El truco es convertirnos en un “disco rayado” de pensamientos positivos. Selecciona que pensamientos te ayudaran a conseguir tus objetivos y repítelos tantas veces como sea necesario. Contrarresta siempre los pensamientos negativos que puedan aparecer con los positivos. Al principio es un ejercicio que puede resultar poco o nada natural, sin embargo, si eres constante, te descubrirás a ti mismo más positivo que nunca, con el tiempo mantendrás sin esfuerzo una buena actitud ante cualquier situación.

 

 AUTOMOTIVACIÓN

La motivación es el motor para la acción. Sin ella difícilmente avanzaremos con éxito. Además, tu motivación va a ser el motor que te impulse en los momentos críticos.

Una persona motivada:

  • Se implica y ejecuta las tareas con un nivel de resultado superior al que podría ser esperado.
  • Va más allá de lo estrictamente necesario y suele ser creativa e innovadora.
  • Tiene gran disposición de aprender y de mejorar.
  • Es tendente a liderar proyectos o trabajos en grupo.
  • Procura llevar una buena gestión del tiempo para la buena praxis.
  • Trasmite la motivación y el optimismo a su entorno.
  • Desarrolla gran capacidad de reacción e investigación a la hora de buscar soluciones ante problemas que puedan surgir debido a su deseo de éxito.

¿Cómo auto motivarnos?

Es fundamental tener claro cuál es tu motivo personal y visualizar como estarás una vez hayas conseguido tu meta. La visión de futuro es una estrategia básica para superar la desmotivación.

 ¿Qué quieres conseguir?

¿El objetivo que quieres conseguir depende de ti?

¿Tienes un buen motivo para actuar? ¿Cuál?

(El motivo debe ser lo suficientemente importante para no pasar de la ilusión a  la apatía)

¿Qué beneficios esperas obtener? ¿Qué coste tendrás que pagar si no actúas?

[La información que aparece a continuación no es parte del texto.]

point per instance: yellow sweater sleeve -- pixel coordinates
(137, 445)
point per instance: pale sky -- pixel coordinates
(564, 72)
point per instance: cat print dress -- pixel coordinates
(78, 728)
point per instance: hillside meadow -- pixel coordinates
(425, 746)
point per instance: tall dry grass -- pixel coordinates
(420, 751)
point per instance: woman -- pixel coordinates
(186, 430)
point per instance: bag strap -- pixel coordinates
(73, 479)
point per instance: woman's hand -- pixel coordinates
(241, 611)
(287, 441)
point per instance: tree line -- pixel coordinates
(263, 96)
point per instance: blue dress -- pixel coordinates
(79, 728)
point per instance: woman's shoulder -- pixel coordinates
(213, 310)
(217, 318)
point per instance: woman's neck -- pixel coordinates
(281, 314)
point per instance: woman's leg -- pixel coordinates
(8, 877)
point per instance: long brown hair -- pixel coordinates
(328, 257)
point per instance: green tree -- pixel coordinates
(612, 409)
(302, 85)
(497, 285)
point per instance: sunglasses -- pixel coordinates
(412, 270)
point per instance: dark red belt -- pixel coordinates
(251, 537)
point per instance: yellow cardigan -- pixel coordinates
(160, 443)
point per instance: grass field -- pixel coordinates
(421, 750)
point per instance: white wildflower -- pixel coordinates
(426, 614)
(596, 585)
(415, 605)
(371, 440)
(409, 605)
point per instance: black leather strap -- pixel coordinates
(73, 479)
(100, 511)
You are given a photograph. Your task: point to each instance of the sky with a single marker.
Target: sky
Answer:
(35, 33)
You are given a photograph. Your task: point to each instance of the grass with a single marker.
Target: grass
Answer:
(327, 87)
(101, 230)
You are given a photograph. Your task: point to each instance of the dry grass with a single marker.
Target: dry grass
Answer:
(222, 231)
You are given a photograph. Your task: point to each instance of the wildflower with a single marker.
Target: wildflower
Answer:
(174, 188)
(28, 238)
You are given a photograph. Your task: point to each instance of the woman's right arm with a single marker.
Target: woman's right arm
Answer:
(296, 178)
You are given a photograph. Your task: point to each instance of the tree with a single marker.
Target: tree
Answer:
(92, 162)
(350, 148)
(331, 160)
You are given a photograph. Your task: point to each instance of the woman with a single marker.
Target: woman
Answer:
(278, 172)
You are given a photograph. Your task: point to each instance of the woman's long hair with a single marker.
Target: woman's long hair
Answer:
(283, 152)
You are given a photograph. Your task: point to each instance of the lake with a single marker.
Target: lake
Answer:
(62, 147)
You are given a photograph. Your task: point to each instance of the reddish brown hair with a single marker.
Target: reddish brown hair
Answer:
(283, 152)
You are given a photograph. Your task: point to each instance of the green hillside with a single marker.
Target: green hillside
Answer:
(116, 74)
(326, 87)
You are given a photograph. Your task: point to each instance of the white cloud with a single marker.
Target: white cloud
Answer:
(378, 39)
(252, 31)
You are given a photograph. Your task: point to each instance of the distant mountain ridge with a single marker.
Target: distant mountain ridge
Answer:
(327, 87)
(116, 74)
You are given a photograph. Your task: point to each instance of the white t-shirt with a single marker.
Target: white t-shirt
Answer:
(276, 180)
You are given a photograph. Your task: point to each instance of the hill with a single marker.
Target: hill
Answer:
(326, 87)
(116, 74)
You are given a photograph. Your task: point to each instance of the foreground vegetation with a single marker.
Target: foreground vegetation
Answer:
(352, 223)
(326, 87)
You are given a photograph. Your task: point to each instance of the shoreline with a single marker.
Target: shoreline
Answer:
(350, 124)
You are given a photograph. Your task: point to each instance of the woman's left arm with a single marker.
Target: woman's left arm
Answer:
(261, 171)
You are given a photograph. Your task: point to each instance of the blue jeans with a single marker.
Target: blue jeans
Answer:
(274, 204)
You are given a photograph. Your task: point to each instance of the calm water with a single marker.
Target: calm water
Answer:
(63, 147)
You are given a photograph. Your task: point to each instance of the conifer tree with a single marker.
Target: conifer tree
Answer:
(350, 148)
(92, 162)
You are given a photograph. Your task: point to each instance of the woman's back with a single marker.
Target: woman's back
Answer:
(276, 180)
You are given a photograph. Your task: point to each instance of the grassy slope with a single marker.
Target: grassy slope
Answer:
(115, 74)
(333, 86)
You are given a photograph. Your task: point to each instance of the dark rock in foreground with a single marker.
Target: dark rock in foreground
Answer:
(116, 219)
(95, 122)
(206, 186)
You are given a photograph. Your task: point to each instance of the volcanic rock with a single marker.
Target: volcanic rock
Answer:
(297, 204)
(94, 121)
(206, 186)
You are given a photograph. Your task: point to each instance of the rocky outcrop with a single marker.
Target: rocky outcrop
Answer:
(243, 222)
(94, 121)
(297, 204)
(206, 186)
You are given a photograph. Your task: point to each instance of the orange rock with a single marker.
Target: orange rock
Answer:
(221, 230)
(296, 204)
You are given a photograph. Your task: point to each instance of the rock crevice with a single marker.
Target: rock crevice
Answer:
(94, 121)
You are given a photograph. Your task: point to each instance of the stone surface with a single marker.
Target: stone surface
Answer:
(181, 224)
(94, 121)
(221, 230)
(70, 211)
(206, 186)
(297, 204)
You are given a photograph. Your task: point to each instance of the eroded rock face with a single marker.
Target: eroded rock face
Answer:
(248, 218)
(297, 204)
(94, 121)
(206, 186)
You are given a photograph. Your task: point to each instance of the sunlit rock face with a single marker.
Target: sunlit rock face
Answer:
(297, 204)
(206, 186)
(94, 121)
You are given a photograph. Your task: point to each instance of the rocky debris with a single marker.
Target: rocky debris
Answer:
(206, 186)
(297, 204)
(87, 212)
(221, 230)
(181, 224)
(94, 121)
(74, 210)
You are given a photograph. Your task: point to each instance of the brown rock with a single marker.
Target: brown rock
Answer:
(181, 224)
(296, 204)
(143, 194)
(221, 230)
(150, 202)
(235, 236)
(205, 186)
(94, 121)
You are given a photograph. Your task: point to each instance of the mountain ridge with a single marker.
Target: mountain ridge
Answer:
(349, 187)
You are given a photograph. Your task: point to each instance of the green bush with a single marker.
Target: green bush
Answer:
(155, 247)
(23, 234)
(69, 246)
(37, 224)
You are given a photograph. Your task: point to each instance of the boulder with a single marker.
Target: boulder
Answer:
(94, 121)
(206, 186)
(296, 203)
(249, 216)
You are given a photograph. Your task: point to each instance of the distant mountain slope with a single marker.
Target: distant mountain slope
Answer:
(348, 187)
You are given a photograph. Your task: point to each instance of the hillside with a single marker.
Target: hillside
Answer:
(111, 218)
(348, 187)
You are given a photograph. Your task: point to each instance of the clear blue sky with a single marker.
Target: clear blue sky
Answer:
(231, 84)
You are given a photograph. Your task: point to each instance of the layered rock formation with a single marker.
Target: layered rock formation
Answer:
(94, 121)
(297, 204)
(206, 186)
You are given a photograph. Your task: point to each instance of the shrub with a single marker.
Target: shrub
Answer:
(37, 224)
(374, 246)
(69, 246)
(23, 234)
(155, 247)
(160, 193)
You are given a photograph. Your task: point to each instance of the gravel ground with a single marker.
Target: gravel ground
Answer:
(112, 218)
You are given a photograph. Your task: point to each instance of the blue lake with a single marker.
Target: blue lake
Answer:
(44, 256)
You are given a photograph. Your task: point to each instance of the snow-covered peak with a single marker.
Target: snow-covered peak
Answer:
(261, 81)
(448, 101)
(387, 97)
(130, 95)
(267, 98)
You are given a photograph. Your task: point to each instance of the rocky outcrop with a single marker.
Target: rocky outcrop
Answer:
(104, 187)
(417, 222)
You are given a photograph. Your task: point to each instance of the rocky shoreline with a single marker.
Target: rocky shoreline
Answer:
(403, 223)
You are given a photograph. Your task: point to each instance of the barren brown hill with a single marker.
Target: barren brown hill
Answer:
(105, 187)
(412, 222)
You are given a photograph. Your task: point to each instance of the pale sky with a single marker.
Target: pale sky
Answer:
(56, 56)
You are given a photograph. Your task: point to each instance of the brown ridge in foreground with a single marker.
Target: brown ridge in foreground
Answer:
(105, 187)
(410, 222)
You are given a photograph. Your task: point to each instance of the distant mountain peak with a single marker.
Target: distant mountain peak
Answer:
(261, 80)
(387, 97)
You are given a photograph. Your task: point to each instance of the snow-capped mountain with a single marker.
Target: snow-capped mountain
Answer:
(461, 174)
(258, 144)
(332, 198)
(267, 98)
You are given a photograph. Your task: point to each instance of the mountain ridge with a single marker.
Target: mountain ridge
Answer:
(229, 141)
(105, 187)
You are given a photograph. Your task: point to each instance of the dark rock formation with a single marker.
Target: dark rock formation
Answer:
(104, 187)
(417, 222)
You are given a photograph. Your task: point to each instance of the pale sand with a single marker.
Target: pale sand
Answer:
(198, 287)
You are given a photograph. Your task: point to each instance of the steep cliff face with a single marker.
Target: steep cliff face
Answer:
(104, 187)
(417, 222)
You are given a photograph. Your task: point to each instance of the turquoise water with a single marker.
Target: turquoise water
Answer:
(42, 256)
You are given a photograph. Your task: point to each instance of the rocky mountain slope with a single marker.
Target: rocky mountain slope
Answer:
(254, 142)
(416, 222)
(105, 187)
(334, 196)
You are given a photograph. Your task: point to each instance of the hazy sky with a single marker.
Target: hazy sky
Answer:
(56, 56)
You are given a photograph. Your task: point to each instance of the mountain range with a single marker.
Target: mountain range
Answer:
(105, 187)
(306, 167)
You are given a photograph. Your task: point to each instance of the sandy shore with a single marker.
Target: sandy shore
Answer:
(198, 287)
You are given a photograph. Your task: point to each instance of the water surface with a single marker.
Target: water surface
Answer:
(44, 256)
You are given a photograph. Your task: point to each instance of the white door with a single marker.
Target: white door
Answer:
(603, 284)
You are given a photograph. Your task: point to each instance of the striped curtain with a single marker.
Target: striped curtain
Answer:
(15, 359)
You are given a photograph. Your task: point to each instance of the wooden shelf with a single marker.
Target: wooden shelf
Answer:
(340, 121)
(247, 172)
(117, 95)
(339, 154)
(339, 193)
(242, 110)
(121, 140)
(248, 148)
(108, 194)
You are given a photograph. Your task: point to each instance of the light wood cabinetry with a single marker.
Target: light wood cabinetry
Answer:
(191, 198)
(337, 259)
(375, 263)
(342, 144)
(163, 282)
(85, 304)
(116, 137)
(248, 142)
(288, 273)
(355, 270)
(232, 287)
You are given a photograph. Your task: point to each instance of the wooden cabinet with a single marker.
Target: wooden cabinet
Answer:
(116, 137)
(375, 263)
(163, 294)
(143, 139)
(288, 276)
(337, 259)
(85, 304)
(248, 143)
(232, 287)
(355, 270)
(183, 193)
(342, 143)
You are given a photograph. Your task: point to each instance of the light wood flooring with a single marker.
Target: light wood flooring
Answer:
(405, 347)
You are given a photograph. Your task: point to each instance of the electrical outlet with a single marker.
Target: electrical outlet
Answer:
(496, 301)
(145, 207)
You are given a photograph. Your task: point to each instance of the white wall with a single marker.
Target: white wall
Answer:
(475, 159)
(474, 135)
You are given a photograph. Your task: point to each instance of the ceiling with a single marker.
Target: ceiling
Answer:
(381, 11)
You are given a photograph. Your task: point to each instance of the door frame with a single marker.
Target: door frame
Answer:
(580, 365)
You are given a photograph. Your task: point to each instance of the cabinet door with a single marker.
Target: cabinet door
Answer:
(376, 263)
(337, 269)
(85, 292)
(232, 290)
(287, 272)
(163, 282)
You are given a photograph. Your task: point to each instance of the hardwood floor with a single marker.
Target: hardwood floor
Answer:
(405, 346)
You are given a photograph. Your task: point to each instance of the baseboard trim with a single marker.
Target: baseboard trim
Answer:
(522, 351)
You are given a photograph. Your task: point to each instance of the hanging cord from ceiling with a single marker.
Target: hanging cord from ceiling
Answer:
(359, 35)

¿Cómo te ves en un futuro una vez conseguida tu meta?

 

Busca tu respuesta y a partir de ahí, si estás lo suficientemente motivado ya puedes establecer tu plan de acción. Si durante el proceso de cambio tu motivación decae mi propuesta es que vuelvas  a visualizarte en la situación ideal  y a responder  las preguntas anteriores.

¡Ánimo!

 

Raquel García Dávila

Terapeuta Ocupacional, Coach Personal y Educativo.